Overall, the equality and diversity department within the NHS is being cut from around 50 to 30 roles to cut costs, The Independent has learnt.

The news comes after The Independent revealed that the NHS had failed to improve on “shocking” levels of racism among staff, with one in three workers saying they had faced discrimination or bullying.

Insiders told The Independent that they fear the move to cut race-specific roles will mean a loss of accountability for the new targets.

Last month, The Independent reported that internal NHS surveys showed that levels of bullying and harassment of minority ethnic workers had not improved over the past five years, with almost 30 per cent saying they had been targeted in the past year compared with 20 per cent of white staff.

One NHS source told The Independent: “If NHS England don’t have a dedicated lead in tackling racism, what’s the point of a plan, and who holds systems to account?

“Making it ‘everyone’s business’ means it’s no one’s business, as no consequences or leadership to challenge failure, and wrapping everything up in one box, [means that] nothing [is] an issue, especially when all the data in the NHS staff survey shows racism to be the biggest problem – and getting worse, too.”

Speaking about the new strategy, they added that it would be a “missed opportunity” if NHS England did not have someone in place to lead its implementation.

Another source said that removing the race equality roles amounted to a “watering down” of the agenda.
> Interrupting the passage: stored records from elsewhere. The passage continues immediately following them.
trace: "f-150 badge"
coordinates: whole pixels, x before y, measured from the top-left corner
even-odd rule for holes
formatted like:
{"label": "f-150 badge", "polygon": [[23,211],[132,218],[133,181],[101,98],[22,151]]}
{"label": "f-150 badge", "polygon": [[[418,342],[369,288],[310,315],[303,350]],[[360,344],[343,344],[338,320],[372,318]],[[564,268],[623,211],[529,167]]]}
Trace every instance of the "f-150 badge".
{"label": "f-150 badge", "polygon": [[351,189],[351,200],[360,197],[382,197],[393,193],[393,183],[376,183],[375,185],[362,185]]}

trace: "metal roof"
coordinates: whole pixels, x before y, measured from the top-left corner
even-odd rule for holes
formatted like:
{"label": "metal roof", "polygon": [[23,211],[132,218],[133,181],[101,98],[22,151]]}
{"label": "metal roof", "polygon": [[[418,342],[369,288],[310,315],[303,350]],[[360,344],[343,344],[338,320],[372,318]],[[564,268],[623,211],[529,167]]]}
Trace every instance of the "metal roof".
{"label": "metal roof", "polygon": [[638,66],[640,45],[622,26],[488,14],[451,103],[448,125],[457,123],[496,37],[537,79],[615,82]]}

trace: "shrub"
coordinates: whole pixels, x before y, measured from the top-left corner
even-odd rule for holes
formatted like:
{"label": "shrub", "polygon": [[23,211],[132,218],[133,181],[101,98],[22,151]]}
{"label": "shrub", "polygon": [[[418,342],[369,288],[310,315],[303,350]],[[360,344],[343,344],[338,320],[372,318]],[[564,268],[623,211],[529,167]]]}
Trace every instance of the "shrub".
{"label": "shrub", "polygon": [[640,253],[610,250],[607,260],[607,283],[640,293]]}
They added: “There’s a concern that ‘mainstreaming’ doesn’t recognise the specialist knowledge that is required to do these jobs properly.”

However, an NHS spokesperson argued: “Race equality is everyone’s business within NHS England, and this is reinforced in the new structure. Every team is committed to improving equality, diversity and inclusion, and every NHS trust will be required to report data on equality standards – this is important for staff, and evidence also shows that increasing equality standards has a direct impact on better patient care.”

NHS England confirmed that its new chief workforce, education and training officer, Navina Evans, will head up its equality, diversity and inclusion (EDI) teams.

The move comes after the organisation promised to axe 40 per cent of its roles nationally in a bid to reduce costs. NHS England said the reduction in its EDI department was less than 40 per cent.

In a foreword, Charlie Massey, chief executive of the GMC, wrote of the new race strategy: “We’ve long known that the health service is a shining example of diversity but a poor example of inclusion … all too often, doctors from Black and ethnic minority backgrounds have a poorer experience of medicine than their white colleagues, feeling less supported, less included and less able to prosper.”

He added: “The case for change is irrefutable. Discrimination and disadvantage are not only morally indefensible, they are also a drag on a doctor’s ability to provide the best possible care for their patients.”

Hospitals will be measured on new areas, which also include how international medical graduates are inducted and treated when they begin their roles. The UK’s medical royal colleges will also feed data to the NHS race equality team on their own memberships.

The levels of GMC referrals of minority ethnic doctors are already collected by the regulator; however, this is the first time that trusts will be officially monitored by the NHS.